“He’s takin’ it in quick the way the bairn’s got them a’ in hand,” thought John. “If only she can hold hersel’ cool now!”
No danger. Bel was not the one to lose a battle by appearing to quail in the outset, however clearly she might see herself outnumbered. And sympathetic and eager glances from her constables, Archie and Sandy, told her that they were all ready for the fray. These glances Sandy Bruce chanced to intercept, and they heightened his bewilderment. To Archie McLeod he was by no means a stranger, having had occasion more than once to deal with him, boy as he was, for complications with riotous misdoings. He had happened to know, also, that it was Archie McLeod who had been head and front of the last year’s revolt in the school,—the one boy that no teacher hitherto had been able to control. And here stood Archie McLeod, rising in his place, leader of the form, glancing down on the boys around him with the eye of a general, watching the teacher’s eye, meanwhile, as a dog watches for his master’s signal.

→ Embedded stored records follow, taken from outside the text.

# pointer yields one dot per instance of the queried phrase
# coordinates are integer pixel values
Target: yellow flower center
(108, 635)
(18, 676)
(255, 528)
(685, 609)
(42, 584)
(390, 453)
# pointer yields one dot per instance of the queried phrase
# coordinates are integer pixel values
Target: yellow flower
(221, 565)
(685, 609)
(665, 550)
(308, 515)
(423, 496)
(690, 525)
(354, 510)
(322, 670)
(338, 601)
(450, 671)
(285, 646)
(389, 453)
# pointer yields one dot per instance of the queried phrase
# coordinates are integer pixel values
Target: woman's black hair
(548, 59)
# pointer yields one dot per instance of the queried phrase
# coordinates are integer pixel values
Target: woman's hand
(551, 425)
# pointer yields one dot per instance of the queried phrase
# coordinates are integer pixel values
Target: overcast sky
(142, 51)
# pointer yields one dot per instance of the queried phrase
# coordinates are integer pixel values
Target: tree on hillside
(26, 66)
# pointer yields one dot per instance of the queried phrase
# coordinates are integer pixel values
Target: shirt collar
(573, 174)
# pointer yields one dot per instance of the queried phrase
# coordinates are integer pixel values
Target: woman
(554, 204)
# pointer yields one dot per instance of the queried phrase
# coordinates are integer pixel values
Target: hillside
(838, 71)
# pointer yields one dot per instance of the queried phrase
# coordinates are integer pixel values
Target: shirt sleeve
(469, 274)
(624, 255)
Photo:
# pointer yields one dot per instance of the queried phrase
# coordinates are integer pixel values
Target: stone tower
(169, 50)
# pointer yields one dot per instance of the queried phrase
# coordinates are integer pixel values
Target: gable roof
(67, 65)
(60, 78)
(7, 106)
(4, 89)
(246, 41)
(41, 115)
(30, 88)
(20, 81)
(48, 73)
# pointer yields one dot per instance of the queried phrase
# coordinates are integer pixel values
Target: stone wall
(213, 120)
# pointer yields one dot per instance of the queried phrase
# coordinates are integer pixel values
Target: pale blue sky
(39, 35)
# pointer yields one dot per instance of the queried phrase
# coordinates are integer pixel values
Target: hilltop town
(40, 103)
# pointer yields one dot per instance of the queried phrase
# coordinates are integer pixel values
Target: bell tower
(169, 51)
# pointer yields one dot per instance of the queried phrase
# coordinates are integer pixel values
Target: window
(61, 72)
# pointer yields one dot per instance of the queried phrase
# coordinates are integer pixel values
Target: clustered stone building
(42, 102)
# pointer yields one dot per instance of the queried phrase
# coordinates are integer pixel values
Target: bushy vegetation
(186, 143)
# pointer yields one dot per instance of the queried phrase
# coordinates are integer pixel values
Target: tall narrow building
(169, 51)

And the orderly yet alert and joyously eager expression of the whole school,—it had so much the look of a miracle to Sandy Bruce’s eye, that, not having been for years accustomed to the restraint and dignity of school visitors, of technical official, he was on the point of giving a loud whistle of astonishment Luckily recollecting himself in time, he smothered the whistle and the “Whew! what’s all this?” which had been on his tongue’s end, in a vigorous and unnecessary blowing of his nose. And before that was over, and his eyes well wiped, there stood the whole school on its feet before him, and the room ringing with such a chorus as was never heard in a Prince Edward Island school-room before. This completed his bewilderment, and swallowed it up in delight. If Sandy Bruce had an overmastering passion in his rugged nature, it was for music. To the sound of the bag-pipes he had often said he would march to death and “not know it for dyin’.” The drum and the fife could draw him as quickly now as when he was a boy, and the sweet singing of a woman’s voice was all the token he wanted of the certainty of heaven and the existence of angels.
When Little Bel’s clear, flute-like soprano notes rang out, carrying along the fifty young voices she led, Sandy jumped up on his feet, waving his hand, in a sudden heat of excitement, right and left; and looking swiftly all about him on the platform, he said: “It’s not sittin’ we’es take such welcome as this, my neebors!” Each man and woman there, catching the quick contagion, rose; and it was a tumultuous crowd of glowing faces that pressed forward around the piano as the singing went on,—fathers, mothers, rustics, all; and the children, pleased and astonished, sang better than ever, and when the chorus was ended it was some minutes before all was quiet.
Many things had been settled in that few minutes. John McDonald’s heart was at rest. “The music’ll carry a’ before it, no matter if they do make a failure here ‘n’ there,” he thought. “The bairn is a’ right.” The mother’s heart was at rest also.